Sunday, October 14, 2018

Good News: Creators Have No Duty To Read All Their Contemporaries' Works

The subject line is an extrapolation.

It would indeed be an unreasonable world for copyright owners if a creator whose work was plagiarized, or infringed, or "sampled" lost all redress if they did not discover the infringement, plagiarism, or "sampling" and sue within a short period of time from the release of the alleged infringement.

Legal blogger Michael A. Keough for the law firm Steptoe and Johnson LLP reports on a recent ruling:
Judge Broderick: Copyright Case Against Justin Timberlake Is Timely; Plaintiff Had No Duty To "Scour" All Songs Immediately After Album Was Released.

https://www.lexology.com/library/detail.aspx?g=f2fbc286-675c-4c31-a9d9-669bd567c212

(Italics added by this author for clarity of reportage.)  This piece and the good Judge's wit and wisdom are well worth clicking through and reading.

It is extraordinary that the defendant might believe that a deceased musician's estate had any obligation to buy all albums and attend all concerts, or view all HBO specials by all other musicians in order to discover any potential infringements.

Is this the fruit of "permissionless innovation"?

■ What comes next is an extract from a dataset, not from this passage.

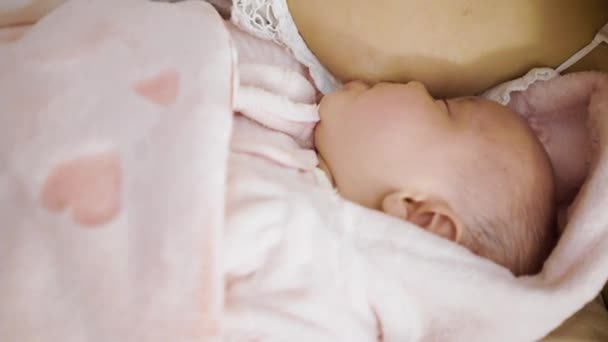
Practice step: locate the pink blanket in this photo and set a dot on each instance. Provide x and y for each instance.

Apologies for brevity, and only one item.

All the best,
Rowena Cherry

1 comment:

  1. Good to know! Such a requirement would indeed be totally unreasonable. And so many coincidental similarities pop up in popular culture. For instance, many years ago two novels about vampire babies were published by two different publishers with almost identical covers. Since they came out about the same time, there couldn't have been any deliberate imitation. Then there were two "new vampire solves his own murder" paranormal mysteries that were published close to each other; P. N. Elrod, author of The Vampire Files series, hadn't read Lee Killough's novel on the same premise before writing her own. In all the details of their handling of the premise, of course, the plots were totally different.